088話「獣人②_03」
ずらり勢揃いした獣人たちの中で、レクス・アスカは一歩前へ出てからゆっくりと周囲を見回した。
普段から動作が早い方ではないようだが、このときのレクスは本当にゆっくりと、この血塗れの草原に集まった全員をいちいち視認しているような丁寧さで、前後左右三六〇度、ぐるぅりと眺め回していた。

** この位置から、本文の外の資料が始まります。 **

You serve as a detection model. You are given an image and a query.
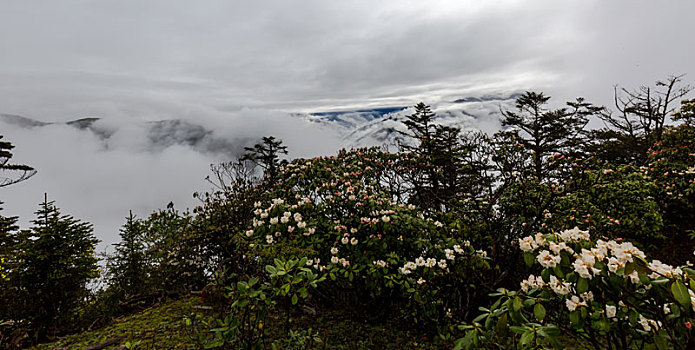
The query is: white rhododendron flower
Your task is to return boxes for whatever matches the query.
[559,226,591,242]
[580,291,594,303]
[565,295,586,312]
[548,275,571,295]
[374,260,386,267]
[519,236,537,253]
[548,241,574,255]
[521,275,546,293]
[536,250,562,268]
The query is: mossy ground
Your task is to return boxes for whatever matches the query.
[34,297,452,349]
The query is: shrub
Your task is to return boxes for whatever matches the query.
[243,150,487,322]
[457,228,695,349]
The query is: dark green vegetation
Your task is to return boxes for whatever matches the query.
[0,77,695,349]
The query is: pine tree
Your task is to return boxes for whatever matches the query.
[106,211,148,296]
[0,202,22,321]
[401,102,462,211]
[502,91,603,179]
[588,75,691,165]
[0,135,36,187]
[240,136,287,185]
[18,197,99,340]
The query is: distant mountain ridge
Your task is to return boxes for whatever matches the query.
[0,93,520,156]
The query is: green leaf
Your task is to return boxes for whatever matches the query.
[509,326,529,334]
[519,330,535,346]
[671,281,690,307]
[570,310,582,327]
[512,297,523,311]
[524,252,536,267]
[533,303,545,321]
[654,330,670,350]
[577,277,589,294]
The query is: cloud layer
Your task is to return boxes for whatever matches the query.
[0,0,695,249]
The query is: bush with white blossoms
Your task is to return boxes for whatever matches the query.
[458,227,695,349]
[243,149,487,319]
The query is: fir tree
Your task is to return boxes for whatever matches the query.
[401,102,462,211]
[502,91,603,179]
[240,136,287,185]
[18,197,99,340]
[106,211,148,296]
[0,135,36,187]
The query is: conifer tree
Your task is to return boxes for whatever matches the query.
[589,75,691,164]
[106,211,148,295]
[0,135,36,187]
[0,202,21,321]
[240,136,287,184]
[502,91,603,179]
[401,102,462,210]
[18,197,99,340]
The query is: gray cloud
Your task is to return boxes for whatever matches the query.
[0,0,695,249]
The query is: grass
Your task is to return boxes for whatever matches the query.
[34,297,452,349]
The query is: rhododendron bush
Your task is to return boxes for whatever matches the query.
[243,149,487,320]
[458,227,695,349]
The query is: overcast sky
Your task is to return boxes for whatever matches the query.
[0,0,695,246]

その動作の最後の方で、ようやく私――クラリス・グローリアと視線が合う。
どういうわけか、レクスは私を見て苦笑を漏らした。
なんでだろう?
もちろん判るわけがない。
それに、どんな理由だろうが別に構わない。
「皆も知っての通り、ランドール・クルーガは多くの獣人族の王として君臨していました。氏族を滅ぼされた者、屈服を強制された者、その強さに心酔した者、恐怖した者……様々な獣人たちが彼に従うことになりました」
淡々と、淀むことなくレクスは話を始める。
特に大きな声ではないが、誰もが固唾を呑んで聴き入っているからか、レクスの抑揚のない語りはよく響いた。
「私の氏族も同様です。かつてアスカ氏族はランドール・クルーガの襲撃に遭い、滅ぼされました。何人かは見逃され、私の母はランドールに犯され、子を産み、その後ランドールを襲って返り討ちにされました」
ひどい話もあったものだ。
たぶん、ランドールはそのことを『悪い』なんて思っていなかっただろう。愉しんでさえいたかも知れない。
「何故、そのようなことが許されるのか。私たち獣人であれば、そんなことは諭されるまでもなく理解できるでしょう」
強いから。
獣王は強かったから、暴虐を許された。
仮に許さなかったとしても、阻むことができない。
強い者は、弱い者を好きにできる。
狼族の代表みたいなやつが言っていた、最も原始的で最も忌むべき法だ。
「知っている者もいるでしょうが、私、レクス・アスカは戦闘能力をほとんど有していません。おそらくは、この場の誰よりも弱いでしょう」
言って、レクスは私をチラ見する。
私はにっこり笑って頷いてやる。
たぶん私の方が弱いぞ、と。
今度はレクスは苦笑を見せなかった。
「これは証明です。強さには種類がある。私にはランドールにできないことができた。氏族が襲われたときからそれを持っていましたし、今はもっと強く持っています。だからランドールは私を重宝した」
獣王軍の面々には思い当たる節があるのだろう、獣王が殺されて激高していた猪獣人のゾンダさえ、唸り声を漏らして頷いている。
そりゃあそうだ。
ランドールを王にしたケモノの群れに、発展などあるはずがない。
レクスがいたから、彼女がどうにか制御して導いたから、獣王の都なんて存在しているし、その周囲には綿花畑が広がっている。民に麦を作らせて徴税することだって、ランドールはやらないだろう。レクスはやった。それはレクスの強さだ。
そういう意味において、ランドールは自分と異なる強さを知っていた。理解していたかどうかは知らないが、肌感覚として実感はしていたはずだ。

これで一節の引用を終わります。